Я тяжело вздохнул и рыбаловка в эту субботу ээх… Чувство безнадёги и, и только бы не заплакать. Не плакать! Не плакать!!! Я стиснул зубы и не плачу и только этим сам себя утешаю, что я теперь не какой-то соплентяй восьмилетний, а что мне девять, почти десять лет. Я – мужик и не плачу! И что любой другой на моем месте конечно бы разревелся, когда суббота и больше не будет рыбаловок и ничего не будет… Обида, а я не плачу!
Дал себе зарок – маму ни о чем не спрашивать, вытерпеть до завтра. А вдруг, правда, все это – так, болтовня только? Загадал – вот стерплю, не спрошу сейчас и так оно и окажется, как я думал.
Вечером мне никто больше ничего не говорил ни отец, ни мама. Они все как обычно. Хотя что-то сказали, про какую-то бумагу, отец утром должен был получить какую-то окончательную бумагу с переводом, и они сейчас молчали – боялись сглазить. Это я потом узнал.

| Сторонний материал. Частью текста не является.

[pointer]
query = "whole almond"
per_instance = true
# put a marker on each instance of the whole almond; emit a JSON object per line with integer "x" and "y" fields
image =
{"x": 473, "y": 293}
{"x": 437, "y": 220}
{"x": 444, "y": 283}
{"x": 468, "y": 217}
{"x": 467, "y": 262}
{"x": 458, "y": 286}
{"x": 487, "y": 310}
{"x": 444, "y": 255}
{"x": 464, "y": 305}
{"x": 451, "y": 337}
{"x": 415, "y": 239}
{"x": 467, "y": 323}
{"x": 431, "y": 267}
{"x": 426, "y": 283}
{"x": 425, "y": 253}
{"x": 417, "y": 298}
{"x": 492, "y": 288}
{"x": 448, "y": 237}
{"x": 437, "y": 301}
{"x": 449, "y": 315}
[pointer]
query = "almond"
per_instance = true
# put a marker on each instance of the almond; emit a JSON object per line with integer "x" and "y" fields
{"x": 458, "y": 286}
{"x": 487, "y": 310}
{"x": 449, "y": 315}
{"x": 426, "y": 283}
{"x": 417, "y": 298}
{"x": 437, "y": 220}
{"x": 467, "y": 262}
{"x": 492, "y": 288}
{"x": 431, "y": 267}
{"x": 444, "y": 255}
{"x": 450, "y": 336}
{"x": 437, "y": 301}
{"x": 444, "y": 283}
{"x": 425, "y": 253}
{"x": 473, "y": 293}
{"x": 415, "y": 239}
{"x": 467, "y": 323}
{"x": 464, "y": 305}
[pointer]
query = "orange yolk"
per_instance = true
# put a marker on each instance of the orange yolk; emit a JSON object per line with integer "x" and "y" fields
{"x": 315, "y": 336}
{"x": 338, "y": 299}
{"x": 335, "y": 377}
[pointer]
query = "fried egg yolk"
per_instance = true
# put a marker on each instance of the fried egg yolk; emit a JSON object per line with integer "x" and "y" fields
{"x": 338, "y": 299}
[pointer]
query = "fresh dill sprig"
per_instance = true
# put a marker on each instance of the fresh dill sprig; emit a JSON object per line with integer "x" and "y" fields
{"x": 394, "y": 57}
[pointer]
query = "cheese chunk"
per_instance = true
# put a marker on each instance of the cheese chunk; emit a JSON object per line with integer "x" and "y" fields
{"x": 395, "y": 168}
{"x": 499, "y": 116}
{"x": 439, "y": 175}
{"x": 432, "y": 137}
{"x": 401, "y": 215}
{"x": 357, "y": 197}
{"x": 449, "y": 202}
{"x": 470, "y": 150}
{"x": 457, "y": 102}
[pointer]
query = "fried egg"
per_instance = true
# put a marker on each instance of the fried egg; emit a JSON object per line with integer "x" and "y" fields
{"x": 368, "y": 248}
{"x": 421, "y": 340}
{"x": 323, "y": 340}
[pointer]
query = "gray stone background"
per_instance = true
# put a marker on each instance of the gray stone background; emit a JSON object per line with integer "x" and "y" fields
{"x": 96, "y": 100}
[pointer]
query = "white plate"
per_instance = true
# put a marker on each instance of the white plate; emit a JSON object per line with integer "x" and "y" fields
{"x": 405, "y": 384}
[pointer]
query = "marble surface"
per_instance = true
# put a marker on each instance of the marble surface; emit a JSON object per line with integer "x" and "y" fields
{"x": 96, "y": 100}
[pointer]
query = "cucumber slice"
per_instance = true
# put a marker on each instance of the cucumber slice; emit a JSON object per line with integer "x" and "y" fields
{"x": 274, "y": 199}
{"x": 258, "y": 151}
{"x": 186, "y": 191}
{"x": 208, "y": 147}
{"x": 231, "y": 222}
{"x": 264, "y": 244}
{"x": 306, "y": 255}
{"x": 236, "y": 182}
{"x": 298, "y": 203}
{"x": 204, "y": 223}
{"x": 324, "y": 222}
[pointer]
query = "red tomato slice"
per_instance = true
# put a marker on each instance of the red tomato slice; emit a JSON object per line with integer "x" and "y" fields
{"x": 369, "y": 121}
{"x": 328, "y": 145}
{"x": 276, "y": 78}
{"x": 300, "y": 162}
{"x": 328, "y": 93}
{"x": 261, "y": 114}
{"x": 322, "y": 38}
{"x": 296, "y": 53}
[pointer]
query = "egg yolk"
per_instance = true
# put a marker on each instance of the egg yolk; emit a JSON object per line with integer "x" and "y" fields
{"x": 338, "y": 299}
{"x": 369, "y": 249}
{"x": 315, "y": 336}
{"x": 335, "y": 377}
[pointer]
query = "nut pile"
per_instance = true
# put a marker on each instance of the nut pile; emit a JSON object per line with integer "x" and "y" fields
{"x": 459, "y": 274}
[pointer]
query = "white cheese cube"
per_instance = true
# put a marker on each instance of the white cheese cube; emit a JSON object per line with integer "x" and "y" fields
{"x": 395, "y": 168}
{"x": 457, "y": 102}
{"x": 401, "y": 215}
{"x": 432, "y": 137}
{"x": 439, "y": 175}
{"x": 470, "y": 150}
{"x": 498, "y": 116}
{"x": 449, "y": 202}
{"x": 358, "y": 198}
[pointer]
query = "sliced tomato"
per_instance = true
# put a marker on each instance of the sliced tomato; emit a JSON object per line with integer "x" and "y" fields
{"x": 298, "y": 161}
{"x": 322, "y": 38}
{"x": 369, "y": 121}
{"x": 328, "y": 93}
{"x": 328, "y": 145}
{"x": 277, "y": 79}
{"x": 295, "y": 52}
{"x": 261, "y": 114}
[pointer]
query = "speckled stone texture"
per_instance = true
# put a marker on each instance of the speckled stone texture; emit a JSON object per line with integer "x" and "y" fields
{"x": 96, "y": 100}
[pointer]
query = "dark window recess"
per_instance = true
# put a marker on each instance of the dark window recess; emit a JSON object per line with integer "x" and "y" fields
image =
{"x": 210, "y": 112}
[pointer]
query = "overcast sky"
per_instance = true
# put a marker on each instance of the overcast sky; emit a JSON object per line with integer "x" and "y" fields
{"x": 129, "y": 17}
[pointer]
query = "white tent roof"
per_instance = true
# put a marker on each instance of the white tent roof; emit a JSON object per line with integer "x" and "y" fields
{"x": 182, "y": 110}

Отец на радостях проговорился мне, но все еще висело в воздухе. Вечером, я всего этого конечно еще не знал и не видел, не замечал их общего приподнятого настроения, затаенного торжества, проглядывавшего иногда – и маминого мурлыканья, и этих ее улыбок на отца. Я все думал о своем: «А вдруг? Вдруг, оно все понарошку? Как с грибами и винтовкой?» – я бы так обрадовался! И я тоже затаился молчал, загадав не спрашивать сейчас, чтобы завтра все осталось по прежнему, чтобы мы всегда жили в этом моем городке, а не куда-то там…
Но, утром, продрав глаза, последняя моя надежда лопнула мыльным пузырем, когда увидел маму, которая стоя на табуретке доставала с антресолей какие-то вещи, какие-то тюки, кипятильник, веревки и при этом каждый раз легко спархивая с табуретки на пол, ловко укладывая все это в пасть чемодана. Этот обжора лежал посреди комнаты, жадно разинув свою бегемотную пасть с двумя зубами защелок, а мама весело кормила его. Он глотал наши вещи, все под подряд. Ненасытный гад! В него много что можно было засунуть.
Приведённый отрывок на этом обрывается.